“Is that a hawk?” my husband called from the kitchen of our Harlem brownstone the other morning, as I ran to the third-floor window to see.From my study window, I was about even with a magnificent white and caramel-feathered bird wearing fuzzy pantaloons and perched on a high branch of our towering 100-year-old tulip tree, leafless in the winter. The presumed hawk was ripping beak-fulls of red meat out of what appeared to be a pigeon swooning across the branch, belly up, its little claws sticking straight out like a corpse in the morgue.
Animal visits occasionally make headlines in New York City. A few years ago, a clucking chicken appeared in the Queens backyard of a colleague, William Grimes. More recently, chickens have appeared on 125th Street. But this was not a chicken, it was a hawk.
We live in Hamilton Heights, the West 140s, not too far from Central Park in one direction and the Hudson River and New Jersey in the other, but hardly Hawk Central. Sometimes we get police helicopters buzzing overhead, often I hear a distinctive cheeping and run to the window to see blue jays and cardinals, other times the air vibrates with a popular Dominican ballad. We have squirrels, of course, and a diminishing number of predatory feral cats, sadly because they kept the block rat-free. Of course, the feral cats are declining at Kennedy Airport, too, but more intentionally.
But this week, here was a hawk — filling an ecological niche left by the cats, maybe? — among the small cliffs of red-brick brownstone rear walls, chimneys and urban vegetation, not an ordinary accompaniment to our morning coffee. Hawks have their following in New York, most recently drawing an audience at Riverside Park.

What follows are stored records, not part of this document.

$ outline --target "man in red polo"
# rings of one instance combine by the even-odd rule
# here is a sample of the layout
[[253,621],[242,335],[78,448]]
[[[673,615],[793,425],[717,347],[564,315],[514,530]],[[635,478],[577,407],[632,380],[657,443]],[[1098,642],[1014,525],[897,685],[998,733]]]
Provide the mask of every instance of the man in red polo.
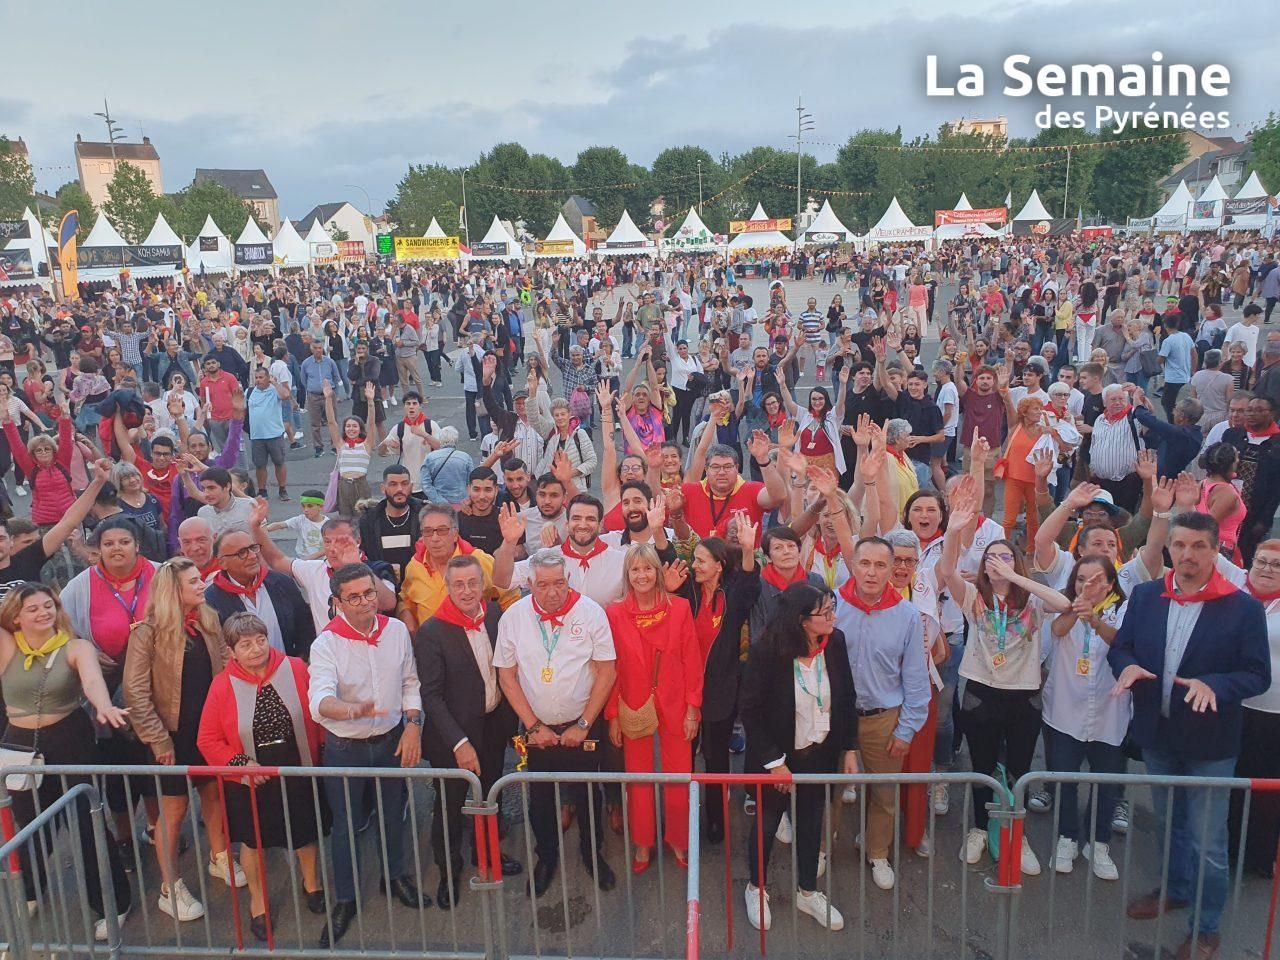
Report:
[[746,511],[759,530],[761,518],[777,509],[787,496],[786,484],[778,466],[769,459],[769,438],[756,430],[747,441],[747,454],[756,461],[764,482],[744,480],[738,466],[738,454],[732,447],[714,443],[707,449],[706,477],[699,480],[703,467],[695,456],[680,492],[684,497],[684,520],[699,537],[724,537],[729,518],[739,510]]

Glenn Phillips, executive director of New York City Audubon, said that red-tailed hawks are on the upswing in the city, partly because they adapt well to the savanna conditions and because people don’t kill them so much anymore.
Mr. Phillips said:
It wasn’t that long ago that there were bounties on hawks and people killed them just because they were afraid of them. They didn’t like them. They thought they were going to eat their chickens — not that a red-tail hawk wouldn’t eat a chicken.
He added that he had heard such complaints from the Prospect Park Zoo.
Bird watchers have tracked up to eight pairs nesting in the city, Mr. Phillips said. There was a nest on Shepard Hall at City College, just a few blocks from my house, but this year, Bruce Yolton, a hawk watcher, reported no sign of nesting there. So my hawk might be the City College hawk, or maybe not.
Pigeons are a favorite food, Mr. Phillips said, though they carry a disease, frounce, that has killed several chicks. Squirrels and rats are good too, and Audbon is planning a spring project to teach building owners to use rat poisons that are safe for birds. A hawk once picked up a small dog in Bryant Park, he said, but generally speaking, pets are not in danger, since dogs and cats are also predators.
As I watched, the hawk remained calm, alternately ripping, swallowing, then showing me its profile, fixing me with its sharp eye. If it could spot a rat or a pigeon from the sky, I was pretty sure it could see me behind the glass. But it didn’t mind. My husband thought the sacrificial pigeon was being eaten alive. I think that was just a breeze ruffing its pigeon feathers. (Among the other sad endings that pigeons face: pigeon-napping.)
I was flattered that the hawk liked our tree, awed by its savagery.
After maybe 10 minutes, it opened its surprisingly large wings and flew away in the direction of the Hudson River, gripping what was left of the pigeon in its talons. A gift for its mate?
I’m waiting for the hawk to come back, but after five days, it hasn’t returned. (The chicken disappeared from Mr. Grimes’s backyard, too.)
Where did it come from? Where did it go?Pale Male, if that was you, forget that snooty co-op on Fifth Avenue. You and Lola could find happiness in Harlem.